The majority requires in effect a third condition, the audit and closing of the file by the public authority, or final payment. This condition grows out of the majority’s interpretation of the “completion of the contract” condition as meaning the full satisfaction of the contract by both parties to it. But if the legislature had intended to include a third condition, such as final payment or the closing of the file, it would have said so. Such a condition, however, is not hidden in the “completion of the contract” portion of the triggering events. Moreover, such an additional condition would render “acceptance” unnecessary and meaningless because the third condition of final payment or audit and closing of the file by the public authority would always occur after acceptance. So the majority’s rationale falls on the very principle it cites, that statutory construction should not render any of the language meaningless or mere surplusage.

Moreover, introducing the third condition means that the surety can be held at risk for an indeterminate period of time over which it and its obligor have no control. The time consumed for internal audits and procedures of the public authority obligee, for whom the work was done, before it closed the file after “acceptance,” would seem to frustrate the purpose of the statute.

The patent purpose of the statute is to limit the time during which the surety could be held liable for the obligor contractor’s performance of the work or payment of its subcontractors and suppliers. The surety is not concerned with final performance of the contract obligations of the public authority/obligee, or with final payment by it to the contractor/obligor. Those conditions do not affect the surety’s *887liability.

Decided July 2, 1986 Rehearing denied July 28, 1986 J. Alexander Porter, Sidney R. Barrett, Jr., for appellant. S. David Smith, Jr., Frank W. Scoggins, for appellee.

In the instant case it is a question of nonpayment of a supplier. The internal procedures of the obligee who has accepted the job would not affect the contractor’s or the surety’s obligation to that supplier on the payment bond. It is irrelevant to this consideration. The statute limits the time when such a supplier can hold the surety liable, and there is no contingency created by the pendency of the audit or holdback of final payment which would prevent the supplier from proceeding against the surety within one year from the time the contractor completes the work and the public authority accepts it.

This would not be untrue in a suit on the performance bond by the public authority either. Although its internal audit and final payment might relate to its determination of whether to sue on the performance bond, the legislature gave it one year from the date of its “acceptance” (and of course completion) of the work to do so. If it could ignore the fact of “acceptance” and wait until the end of its audit and/or final payment before the one-year tolling period commenced before bringing suit, it could delay at its option the period during which the surety remained at risk. That would obviously abort the purpose of the statute as well as delete the efficacy of the statutory condition of “acceptance.” Although it could accomplish a delay by not “accepting” the job until final payment or closing of file, once it accepts (and assuming “completion”) it has one year to file suit on the performance bond.

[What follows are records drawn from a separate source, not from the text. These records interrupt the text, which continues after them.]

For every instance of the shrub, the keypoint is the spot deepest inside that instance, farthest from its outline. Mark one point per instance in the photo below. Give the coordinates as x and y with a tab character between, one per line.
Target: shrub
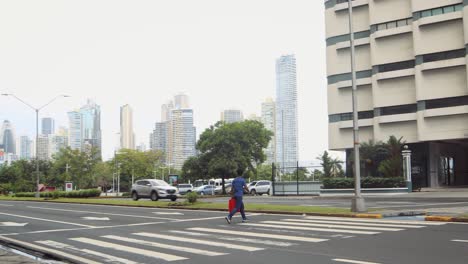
366	182
192	197
56	194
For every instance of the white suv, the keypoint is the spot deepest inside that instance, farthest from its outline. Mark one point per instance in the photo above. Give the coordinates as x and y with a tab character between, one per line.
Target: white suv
185	188
153	189
260	187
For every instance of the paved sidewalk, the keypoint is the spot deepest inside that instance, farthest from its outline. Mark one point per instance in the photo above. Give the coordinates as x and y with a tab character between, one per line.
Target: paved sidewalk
8	257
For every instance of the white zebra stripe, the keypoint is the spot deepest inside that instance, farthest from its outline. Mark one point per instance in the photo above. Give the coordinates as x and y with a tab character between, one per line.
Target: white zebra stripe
353	223
333	226
143	252
462	241
199	241
383	221
314	229
354	261
107	258
240	233
237	239
166	246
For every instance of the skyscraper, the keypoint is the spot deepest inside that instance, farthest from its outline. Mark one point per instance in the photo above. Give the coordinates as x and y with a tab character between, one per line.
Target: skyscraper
268	120
181	101
7	137
91	125
232	115
411	79
47	126
43	151
127	137
74	130
175	134
25	151
183	140
286	112
159	137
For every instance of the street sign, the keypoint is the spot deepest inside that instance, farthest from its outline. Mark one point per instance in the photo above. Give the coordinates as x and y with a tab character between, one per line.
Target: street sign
12	224
68	186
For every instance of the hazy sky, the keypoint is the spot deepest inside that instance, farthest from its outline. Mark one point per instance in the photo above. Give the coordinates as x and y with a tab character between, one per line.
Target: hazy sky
220	53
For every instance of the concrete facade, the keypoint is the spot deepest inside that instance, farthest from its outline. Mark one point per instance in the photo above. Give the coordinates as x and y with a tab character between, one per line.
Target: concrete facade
411	81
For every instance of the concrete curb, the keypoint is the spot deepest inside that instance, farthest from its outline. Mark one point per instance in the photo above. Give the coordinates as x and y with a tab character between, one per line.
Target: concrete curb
441	218
350	215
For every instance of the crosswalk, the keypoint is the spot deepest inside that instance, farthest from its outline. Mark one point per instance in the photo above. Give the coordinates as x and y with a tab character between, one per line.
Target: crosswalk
222	240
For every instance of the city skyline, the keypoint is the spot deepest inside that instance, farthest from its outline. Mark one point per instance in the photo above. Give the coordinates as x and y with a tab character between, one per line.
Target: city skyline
154	63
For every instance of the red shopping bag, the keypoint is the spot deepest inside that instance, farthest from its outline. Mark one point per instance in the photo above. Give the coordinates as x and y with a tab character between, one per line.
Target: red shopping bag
232	204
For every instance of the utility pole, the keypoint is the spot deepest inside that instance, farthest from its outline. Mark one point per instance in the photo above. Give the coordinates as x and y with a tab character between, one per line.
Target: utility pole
357	203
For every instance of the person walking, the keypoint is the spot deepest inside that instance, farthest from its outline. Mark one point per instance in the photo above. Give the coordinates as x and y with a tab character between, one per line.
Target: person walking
237	189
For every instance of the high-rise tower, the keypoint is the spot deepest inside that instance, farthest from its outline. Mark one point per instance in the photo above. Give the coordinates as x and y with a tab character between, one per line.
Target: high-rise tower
127	137
286	112
268	120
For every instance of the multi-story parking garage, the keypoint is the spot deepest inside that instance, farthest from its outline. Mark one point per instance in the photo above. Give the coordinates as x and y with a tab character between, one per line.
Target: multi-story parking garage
411	77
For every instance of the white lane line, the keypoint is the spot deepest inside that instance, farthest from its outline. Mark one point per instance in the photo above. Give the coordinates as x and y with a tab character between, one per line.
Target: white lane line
352	223
166	246
133	250
75	229
314	229
105	257
96	218
458	240
237	239
251	234
49	251
333	226
419	205
383	221
354	261
199	241
46	220
101	213
12	224
168	213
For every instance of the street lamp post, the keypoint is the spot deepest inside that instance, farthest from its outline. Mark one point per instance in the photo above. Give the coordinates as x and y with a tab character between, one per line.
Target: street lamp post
357	204
37	132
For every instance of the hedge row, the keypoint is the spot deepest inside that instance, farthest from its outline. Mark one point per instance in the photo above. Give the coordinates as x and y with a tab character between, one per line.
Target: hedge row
366	182
56	194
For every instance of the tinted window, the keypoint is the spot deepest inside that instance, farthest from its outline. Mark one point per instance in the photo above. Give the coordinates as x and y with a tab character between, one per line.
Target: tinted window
159	183
398	109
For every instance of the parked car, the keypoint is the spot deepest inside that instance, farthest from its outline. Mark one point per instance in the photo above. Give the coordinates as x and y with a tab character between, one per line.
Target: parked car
260	187
249	185
206	189
185	188
219	189
153	189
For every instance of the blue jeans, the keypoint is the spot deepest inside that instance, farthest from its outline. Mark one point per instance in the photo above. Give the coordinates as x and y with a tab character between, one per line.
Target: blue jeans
239	206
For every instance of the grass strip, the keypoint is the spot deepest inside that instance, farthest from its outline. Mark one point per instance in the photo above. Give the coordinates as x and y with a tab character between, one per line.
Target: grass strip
186	205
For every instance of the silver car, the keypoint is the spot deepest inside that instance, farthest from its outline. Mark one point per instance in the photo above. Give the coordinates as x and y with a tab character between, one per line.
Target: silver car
153	189
260	187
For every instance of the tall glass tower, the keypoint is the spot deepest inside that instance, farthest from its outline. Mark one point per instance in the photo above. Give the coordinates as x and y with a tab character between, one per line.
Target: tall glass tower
7	137
91	125
268	120
286	113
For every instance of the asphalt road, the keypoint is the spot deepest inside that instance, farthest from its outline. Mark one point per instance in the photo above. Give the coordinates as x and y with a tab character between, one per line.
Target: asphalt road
107	234
385	202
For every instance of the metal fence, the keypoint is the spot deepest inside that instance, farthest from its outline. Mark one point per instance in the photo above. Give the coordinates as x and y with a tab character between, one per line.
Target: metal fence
296	180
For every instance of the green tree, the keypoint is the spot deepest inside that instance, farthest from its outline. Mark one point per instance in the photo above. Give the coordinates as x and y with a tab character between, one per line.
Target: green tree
232	149
332	167
74	165
128	163
392	166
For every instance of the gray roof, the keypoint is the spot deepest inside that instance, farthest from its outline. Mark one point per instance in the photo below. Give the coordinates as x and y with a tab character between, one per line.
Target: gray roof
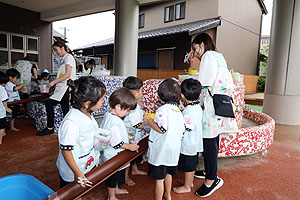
192	28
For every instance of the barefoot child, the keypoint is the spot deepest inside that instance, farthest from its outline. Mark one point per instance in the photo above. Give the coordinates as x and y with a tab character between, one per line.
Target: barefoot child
3	104
134	124
121	101
13	94
165	139
191	143
77	155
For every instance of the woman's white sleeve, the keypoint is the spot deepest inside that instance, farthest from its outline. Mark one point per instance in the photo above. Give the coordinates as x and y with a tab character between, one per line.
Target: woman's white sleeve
208	69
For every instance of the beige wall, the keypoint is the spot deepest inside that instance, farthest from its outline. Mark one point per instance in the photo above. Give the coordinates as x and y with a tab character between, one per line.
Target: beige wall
239	47
238	35
197	10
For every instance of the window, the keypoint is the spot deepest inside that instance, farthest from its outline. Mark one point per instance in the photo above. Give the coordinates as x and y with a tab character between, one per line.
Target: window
141	20
169	13
16	46
180	11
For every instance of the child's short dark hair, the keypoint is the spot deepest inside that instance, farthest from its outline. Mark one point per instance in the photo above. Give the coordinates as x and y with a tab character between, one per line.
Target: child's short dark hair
44	74
12	72
3	78
169	90
191	89
132	83
86	88
124	97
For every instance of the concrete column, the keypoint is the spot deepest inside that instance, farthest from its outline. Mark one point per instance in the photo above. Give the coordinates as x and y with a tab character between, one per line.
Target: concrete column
282	96
126	38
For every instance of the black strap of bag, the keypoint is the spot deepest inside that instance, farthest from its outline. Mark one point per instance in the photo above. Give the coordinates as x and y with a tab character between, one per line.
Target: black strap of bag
222	104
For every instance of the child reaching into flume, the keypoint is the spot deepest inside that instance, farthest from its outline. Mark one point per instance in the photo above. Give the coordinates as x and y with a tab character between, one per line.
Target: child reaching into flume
191	143
164	144
77	156
120	102
13	94
134	124
3	104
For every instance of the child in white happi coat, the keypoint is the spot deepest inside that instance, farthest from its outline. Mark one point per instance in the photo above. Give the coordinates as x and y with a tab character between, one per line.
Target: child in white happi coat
3	104
13	93
164	144
77	155
134	124
191	142
120	101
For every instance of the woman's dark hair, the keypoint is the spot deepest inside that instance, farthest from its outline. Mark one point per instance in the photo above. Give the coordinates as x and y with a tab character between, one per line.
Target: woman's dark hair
209	44
12	72
169	90
86	88
132	83
124	97
89	62
191	89
3	78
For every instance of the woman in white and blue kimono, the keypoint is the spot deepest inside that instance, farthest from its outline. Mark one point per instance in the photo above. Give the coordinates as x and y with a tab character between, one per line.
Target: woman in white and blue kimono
215	77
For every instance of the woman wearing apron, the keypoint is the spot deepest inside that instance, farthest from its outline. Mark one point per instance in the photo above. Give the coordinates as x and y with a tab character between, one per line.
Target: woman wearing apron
66	71
215	77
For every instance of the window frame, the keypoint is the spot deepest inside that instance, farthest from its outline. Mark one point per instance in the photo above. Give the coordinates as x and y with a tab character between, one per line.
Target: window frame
141	25
171	13
182	4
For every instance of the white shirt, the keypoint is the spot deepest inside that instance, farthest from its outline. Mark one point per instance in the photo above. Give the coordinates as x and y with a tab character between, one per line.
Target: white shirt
164	148
191	142
119	135
62	87
77	131
12	94
3	97
134	119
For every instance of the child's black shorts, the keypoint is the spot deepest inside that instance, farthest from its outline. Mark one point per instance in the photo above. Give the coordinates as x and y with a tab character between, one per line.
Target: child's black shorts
187	163
160	172
3	123
117	178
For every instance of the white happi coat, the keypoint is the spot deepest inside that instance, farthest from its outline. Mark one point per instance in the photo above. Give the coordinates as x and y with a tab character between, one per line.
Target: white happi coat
164	148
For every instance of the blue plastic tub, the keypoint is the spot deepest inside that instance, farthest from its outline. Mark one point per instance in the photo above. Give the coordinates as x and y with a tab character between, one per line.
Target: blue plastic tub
23	187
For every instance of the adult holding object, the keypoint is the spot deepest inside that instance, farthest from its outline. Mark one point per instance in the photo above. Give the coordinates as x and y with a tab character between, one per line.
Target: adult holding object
214	77
66	71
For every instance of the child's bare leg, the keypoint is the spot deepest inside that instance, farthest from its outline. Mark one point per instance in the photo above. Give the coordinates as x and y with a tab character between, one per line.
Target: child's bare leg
128	180
121	191
111	193
12	125
136	171
158	189
1	135
188	181
168	186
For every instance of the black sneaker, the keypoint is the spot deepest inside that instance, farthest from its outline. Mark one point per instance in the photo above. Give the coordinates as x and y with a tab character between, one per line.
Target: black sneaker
200	174
204	191
46	131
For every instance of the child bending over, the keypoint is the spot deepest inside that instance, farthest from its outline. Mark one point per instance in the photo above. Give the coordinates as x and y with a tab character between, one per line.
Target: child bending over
191	143
165	139
120	101
77	156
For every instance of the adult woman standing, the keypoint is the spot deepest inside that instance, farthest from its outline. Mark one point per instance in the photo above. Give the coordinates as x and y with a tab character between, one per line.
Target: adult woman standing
215	78
66	71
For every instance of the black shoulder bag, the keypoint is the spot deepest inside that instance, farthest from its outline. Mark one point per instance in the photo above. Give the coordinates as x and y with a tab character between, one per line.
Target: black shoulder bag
222	105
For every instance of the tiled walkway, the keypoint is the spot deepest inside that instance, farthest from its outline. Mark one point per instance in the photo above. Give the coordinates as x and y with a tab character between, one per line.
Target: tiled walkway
274	175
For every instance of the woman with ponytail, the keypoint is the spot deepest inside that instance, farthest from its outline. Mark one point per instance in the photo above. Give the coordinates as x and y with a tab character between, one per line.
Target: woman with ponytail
77	155
66	71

Furthermore, the majority’s construction is inharmonious. “Acceptance” expressly relates to action taken solely by the obligee, the public authority. “Completion of the contract,” then, should be taken to relate solely to action required by the obligor, the “performance” of the contract. This I would see as the implied understanding of the court in its description of the statute in National Surety Corp. v. Wright, 70 Ga. App. 838, 841 (29 SE2d 662) (1944).